Katie: Oh that sounds cool, right?
Rachel: Do you use any AI tools in your own workflow?
Katie: Yeah, so I'm the only non-developer in Lightpanda.
So I actually use AI a lot in my kind of ideation processes for creating content and even just thinking through like how to approach a problem.
I use a lot of deep research in market sizing and prospection and things like that. Kind of like a creative partner.
I've never been great at going from zero to one without another person to bounce ideas off.
So I would say that was probably my primary use case right now.
In terms of all of our go to market and outbound, we're in like hyper personalized outreach mode.
So I'm not using it yet on the SDR side, but I'm interested and I've had some great conversations with people that are doing that because my whole background has been in yeah, like go to market and customer success.
So it's interesting seeing how that whole sector is moving right now.
Rachel: Do you worry that LLMs are going to replace engineers?
Katie: I mean, I don't, I think engineers have been the first to adopt and that's been a trend on other things.
And so that we're seeing how this is playing out in the way their roles are transforming first.
And so I think their roles are definitely going to change and different types of people will probably flourish.
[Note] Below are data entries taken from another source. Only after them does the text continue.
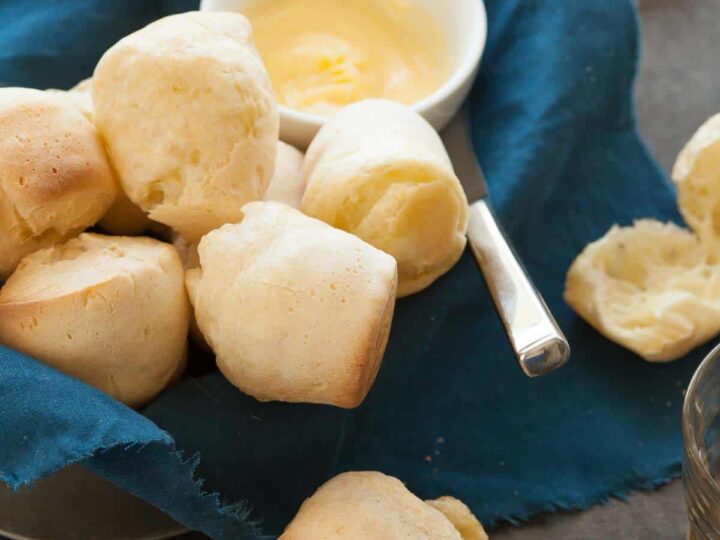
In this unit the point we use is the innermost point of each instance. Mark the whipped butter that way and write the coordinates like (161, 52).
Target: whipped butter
(325, 54)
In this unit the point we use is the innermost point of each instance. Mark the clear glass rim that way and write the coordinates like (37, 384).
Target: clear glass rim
(692, 452)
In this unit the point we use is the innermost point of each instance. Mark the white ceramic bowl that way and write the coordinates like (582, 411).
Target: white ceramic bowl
(464, 22)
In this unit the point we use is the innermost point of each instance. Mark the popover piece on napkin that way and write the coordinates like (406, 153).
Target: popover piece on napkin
(109, 310)
(649, 288)
(294, 309)
(369, 504)
(652, 287)
(186, 110)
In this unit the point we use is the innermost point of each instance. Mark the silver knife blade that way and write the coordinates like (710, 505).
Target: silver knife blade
(458, 142)
(535, 337)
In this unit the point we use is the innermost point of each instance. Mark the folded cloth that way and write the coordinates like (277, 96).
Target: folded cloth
(450, 412)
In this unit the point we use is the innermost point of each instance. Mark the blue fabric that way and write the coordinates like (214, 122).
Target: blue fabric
(450, 411)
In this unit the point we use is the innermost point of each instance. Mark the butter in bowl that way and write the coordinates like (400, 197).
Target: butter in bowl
(322, 55)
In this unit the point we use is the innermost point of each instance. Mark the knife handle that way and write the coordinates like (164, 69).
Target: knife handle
(538, 342)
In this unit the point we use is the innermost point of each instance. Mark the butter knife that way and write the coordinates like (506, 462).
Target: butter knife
(536, 338)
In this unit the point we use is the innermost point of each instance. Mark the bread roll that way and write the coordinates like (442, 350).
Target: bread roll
(378, 170)
(368, 505)
(461, 517)
(697, 176)
(187, 112)
(123, 217)
(294, 309)
(287, 184)
(111, 311)
(648, 288)
(54, 176)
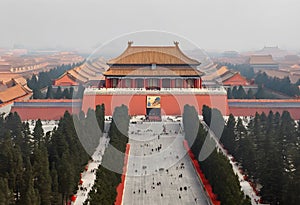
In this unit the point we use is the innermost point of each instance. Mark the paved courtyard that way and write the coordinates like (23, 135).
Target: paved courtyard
(159, 171)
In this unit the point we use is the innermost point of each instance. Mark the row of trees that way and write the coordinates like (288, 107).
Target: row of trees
(280, 85)
(38, 168)
(44, 79)
(268, 150)
(240, 93)
(67, 93)
(216, 167)
(108, 176)
(244, 69)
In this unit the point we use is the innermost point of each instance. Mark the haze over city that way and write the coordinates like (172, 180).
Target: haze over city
(212, 25)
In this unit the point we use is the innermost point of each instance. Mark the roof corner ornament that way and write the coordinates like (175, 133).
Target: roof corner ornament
(130, 43)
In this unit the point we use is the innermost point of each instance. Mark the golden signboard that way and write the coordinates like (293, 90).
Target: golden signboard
(153, 101)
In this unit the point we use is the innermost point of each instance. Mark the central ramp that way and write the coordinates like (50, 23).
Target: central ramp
(159, 170)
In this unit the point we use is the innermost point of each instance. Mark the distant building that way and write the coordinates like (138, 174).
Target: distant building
(225, 77)
(89, 74)
(45, 109)
(13, 93)
(262, 62)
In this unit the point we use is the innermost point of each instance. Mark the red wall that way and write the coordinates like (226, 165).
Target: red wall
(65, 81)
(237, 79)
(43, 113)
(170, 104)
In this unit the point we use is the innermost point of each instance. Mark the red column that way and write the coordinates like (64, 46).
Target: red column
(172, 83)
(107, 83)
(200, 82)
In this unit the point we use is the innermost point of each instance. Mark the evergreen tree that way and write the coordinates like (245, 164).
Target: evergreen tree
(58, 94)
(50, 93)
(38, 132)
(229, 93)
(241, 94)
(6, 195)
(250, 94)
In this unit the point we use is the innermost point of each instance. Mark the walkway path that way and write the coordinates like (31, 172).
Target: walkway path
(159, 171)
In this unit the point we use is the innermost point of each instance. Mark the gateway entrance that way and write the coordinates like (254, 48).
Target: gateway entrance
(153, 108)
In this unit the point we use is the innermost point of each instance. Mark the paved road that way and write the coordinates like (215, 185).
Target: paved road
(159, 171)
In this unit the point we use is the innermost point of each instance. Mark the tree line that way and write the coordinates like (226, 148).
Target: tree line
(244, 69)
(43, 168)
(268, 151)
(216, 166)
(238, 92)
(280, 85)
(104, 190)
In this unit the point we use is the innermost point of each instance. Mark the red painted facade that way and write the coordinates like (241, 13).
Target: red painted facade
(236, 80)
(45, 109)
(250, 107)
(250, 111)
(170, 104)
(65, 80)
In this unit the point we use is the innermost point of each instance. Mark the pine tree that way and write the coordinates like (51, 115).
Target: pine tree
(58, 94)
(250, 94)
(38, 132)
(50, 93)
(6, 195)
(42, 173)
(229, 93)
(241, 94)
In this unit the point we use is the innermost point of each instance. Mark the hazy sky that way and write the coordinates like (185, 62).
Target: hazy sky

If you were a developer now versus 10, 15 years ago, I definitely think the approach is different.
But I fundamentally am optimistic about the outlook for, I think more code means more code means ultimately more developers.
Rachel: More customers will Lightpanda.
When you say you think different people will flourish, I want to dig on that a little bit.
What kinds of people do you think will thrive in an AI enabled world?
Katie: Well, I mean--
I think it requires a certain openness of thought. So embracing change and accepting that where once your role as a developer, to take that example, was like 9:00 'til 5:00 writing lines of code, now instead you are orchestrating code gen agents and then you're reviewing that code.
So I think embracing that change is not necessarily something which, and I obviously that's a bit of a broad brush generalization.
I mean there's a lot more nuance than that, but I think if you're willing to embrace the promise that AI can actually elevate your profession, then I think that that will enable you to flourish as a kind of broad generalization.
Rachel: Yeah, that makes sense.
This one's a little selfish 'cause I've got a couple of college kids in the house.
What advice would you give to college graduates based on what you've learned from working with AI the last couple of years?
Katie: Gosh, yeah, I love this question and I actually found it really thought provoking 'cause I have two kids as well who are far from being college graduates.
And I candidly don't feel that well placed to dish out advice.
I asked a couple of other people as well their thoughts on this and I think it's a really tough time for people to be graduating college. I really don't envy them. I mean it was hard in different ways for us I think.
But I suppose what I kind of came down to was a couple of things.
On the engineering side, choose something and specialize in it and get really good at your thing, which is something which you could argue is true in a lot of walks of life anyway. And then otherwise, there are some things that are going to hold true regardless of the cultural era that we're in, right? Like AI is here to stay, but humans are still also here to stay.
Rachel: We hope.
Katie: Surround yourself by the kinds of people that you want to be like, right?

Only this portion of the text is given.